- Many companies that offer traditional pensions give workers the option to take their benefits as a lump sum instead of as an annuity.
- The higher the rate used to calculate a lump sum — to make it actuarially equivalent to the annuity — the smaller your payout.
- Here's what to know.
One major decision facing near-retirees who are due a pension can be whether to take those benefits as an upfront lump sum rather than over time as an annuity.
If you're among those leaning toward a one-time payment and are edging close to retirement, it may be worth considering how rising interest rates — a current state of affairs — affect that amount.
In simple terms, the higher the rate used to calculate a lump sum — to make it actuarially equivalent to the annuity — the smaller your payout.
"The calculation works the opposite of what you'd think," said Wayne Titus, a CPA and managing director at Savant Wealth Management in Plymouth, Michigan.
Roughly 15% of all private-sector workers have access to a traditional pension, which generally is funded by the company and sometimes employees, and provides monthly payments for the rest of the retiree's life. Most workers (65%) are at employers that offer 401(k) plans — which are largely funded by the employees.
In contrast to the role that interest rates play in lump-sum calculations, pension annuities are not directly impacted by rate changes, said Linda Stone, senior pension fellow at the American Academy of Actuaries.
Those payments are generally determined by a formula — based on factors such as age and years of service — and are a fixed amount per year.
However, pension annuities are subject to inflation risk over time, because company plans typically don't include an annual cost-of-living adjustment, although state and local government pensions may include one.

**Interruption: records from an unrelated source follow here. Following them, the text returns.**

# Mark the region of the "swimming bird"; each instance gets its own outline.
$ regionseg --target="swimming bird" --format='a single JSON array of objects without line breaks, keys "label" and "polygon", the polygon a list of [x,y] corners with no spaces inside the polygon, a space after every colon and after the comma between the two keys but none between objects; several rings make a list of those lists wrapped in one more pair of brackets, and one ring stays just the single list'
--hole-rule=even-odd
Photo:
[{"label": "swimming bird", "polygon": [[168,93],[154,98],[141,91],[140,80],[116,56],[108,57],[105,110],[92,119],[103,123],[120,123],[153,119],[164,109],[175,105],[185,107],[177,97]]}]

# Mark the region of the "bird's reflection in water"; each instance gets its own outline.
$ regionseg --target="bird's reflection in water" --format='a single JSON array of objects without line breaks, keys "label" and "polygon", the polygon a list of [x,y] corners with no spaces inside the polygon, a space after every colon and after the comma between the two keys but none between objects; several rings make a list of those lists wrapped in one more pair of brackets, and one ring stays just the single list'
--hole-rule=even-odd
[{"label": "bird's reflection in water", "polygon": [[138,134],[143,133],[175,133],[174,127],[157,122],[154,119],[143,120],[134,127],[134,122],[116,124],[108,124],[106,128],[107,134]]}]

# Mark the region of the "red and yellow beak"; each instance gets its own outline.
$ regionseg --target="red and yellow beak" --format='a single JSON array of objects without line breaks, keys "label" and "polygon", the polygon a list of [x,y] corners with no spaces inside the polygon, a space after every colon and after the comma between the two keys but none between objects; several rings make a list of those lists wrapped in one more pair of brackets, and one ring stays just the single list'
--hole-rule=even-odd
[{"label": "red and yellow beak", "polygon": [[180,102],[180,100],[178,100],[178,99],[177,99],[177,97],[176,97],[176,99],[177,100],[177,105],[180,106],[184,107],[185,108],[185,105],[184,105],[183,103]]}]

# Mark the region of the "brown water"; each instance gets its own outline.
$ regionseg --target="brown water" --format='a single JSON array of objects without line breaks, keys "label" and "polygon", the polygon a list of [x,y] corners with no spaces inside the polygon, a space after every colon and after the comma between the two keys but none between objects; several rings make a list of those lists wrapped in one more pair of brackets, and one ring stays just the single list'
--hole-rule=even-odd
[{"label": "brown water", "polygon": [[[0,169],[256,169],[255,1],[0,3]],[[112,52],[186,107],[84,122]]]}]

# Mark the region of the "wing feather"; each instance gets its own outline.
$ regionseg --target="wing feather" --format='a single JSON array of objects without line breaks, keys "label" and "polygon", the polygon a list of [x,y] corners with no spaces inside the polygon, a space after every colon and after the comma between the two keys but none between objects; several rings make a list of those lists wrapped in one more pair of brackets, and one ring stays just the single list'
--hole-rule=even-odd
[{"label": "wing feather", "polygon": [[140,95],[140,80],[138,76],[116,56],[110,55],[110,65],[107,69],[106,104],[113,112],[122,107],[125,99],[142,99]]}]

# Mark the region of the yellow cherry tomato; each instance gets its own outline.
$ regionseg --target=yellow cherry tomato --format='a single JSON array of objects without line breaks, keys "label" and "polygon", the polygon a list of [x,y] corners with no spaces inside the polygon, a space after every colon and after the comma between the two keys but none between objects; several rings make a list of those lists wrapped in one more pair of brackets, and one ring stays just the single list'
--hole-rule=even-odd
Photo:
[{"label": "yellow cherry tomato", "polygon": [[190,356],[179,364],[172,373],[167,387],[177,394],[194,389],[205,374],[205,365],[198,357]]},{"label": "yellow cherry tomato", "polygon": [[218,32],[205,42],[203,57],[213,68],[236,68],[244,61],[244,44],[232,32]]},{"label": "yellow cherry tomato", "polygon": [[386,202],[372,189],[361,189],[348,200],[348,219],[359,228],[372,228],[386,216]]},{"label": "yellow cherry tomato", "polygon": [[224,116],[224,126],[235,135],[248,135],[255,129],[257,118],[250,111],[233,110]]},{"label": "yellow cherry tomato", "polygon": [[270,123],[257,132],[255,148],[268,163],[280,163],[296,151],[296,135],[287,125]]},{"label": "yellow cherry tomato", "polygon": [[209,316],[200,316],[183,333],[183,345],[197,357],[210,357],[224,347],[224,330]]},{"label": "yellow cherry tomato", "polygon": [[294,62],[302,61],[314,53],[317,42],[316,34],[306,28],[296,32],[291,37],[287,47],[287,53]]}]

To illustrate inflationary erosion: A 1% annual rate of inflation would reduce the value of a $25,000 yearly pension benefit to $20,488 after 20 years, according to the National Association of State Retirement Administrators. And a 2% rate would translate into a benefit of $16,690.
Right now, inflation is running at a rate of 8.3% year over year — the highest in nearly 40 years and far above the Federal Reserve's target rate of 2%.
At the same time, to combat inflation, the Fed recently boosted a key interest rate by a half percentage point, marking the second increase this year and the biggest hike in more than 20 years. And additional upward adjustments are expected in the coming months.
That's where the connection to pension lump sums comes in. The specific set of IRS-published interest rates — generally based on a corporate bond yield curve — that companies must use in their lump sum calculation has been rising alongside inflation.
"Higher rates mean a lower lump sum," Stone said. "You are discounting [the value] of a stream of future payments."
While the IRS updates the rates monthly, many companies use one month's numbers — say, from August or November — to calculate those one-time payouts for the following year, Stone said.
In other words, a lump sum paid out this year and based on a lower rate set in 2021 would be more than a 2023 payout determined by a higher rate this year.
A simplified illustration: If the rate used is 4%, a pension benefit of $5,000 monthly ($60,000 a year) over 20 years would yield a lump sum of about $815,419, Titus calculated. At 6%, the one-time payout would be about $688,195 — a difference of $127,224 and about 16% lower.
So, if the upward trajectory continues and you're planning to retire with a lump sum in 2023, you could get more if you were to retire this year.
Of course, interest rates aren't the only factor you should consider when it comes to a one-time payout.
"A lump sum isn't best for everyone," Stone said. "People have to manage that lump sum and make it last their lifetime ... some people have the financial wherewithal to do that, and others don't."
And, moving up a retirement date may be easier said than done. It also could mean missing out on income you would have earned in the interim or additional benefit credits you may have earned toward your pension.
Stone's group offers a free program that provides actuary experts to help answer people's questions about their pension plans. However, she said, there may be a raft of other things to consider that go beyond their expertise, i.e., taxes, estate planning, etc.
"There are so many factors that come into play, and people should really talk to a financial advisor before they make a decision, especially if it's a large sum," Stone said.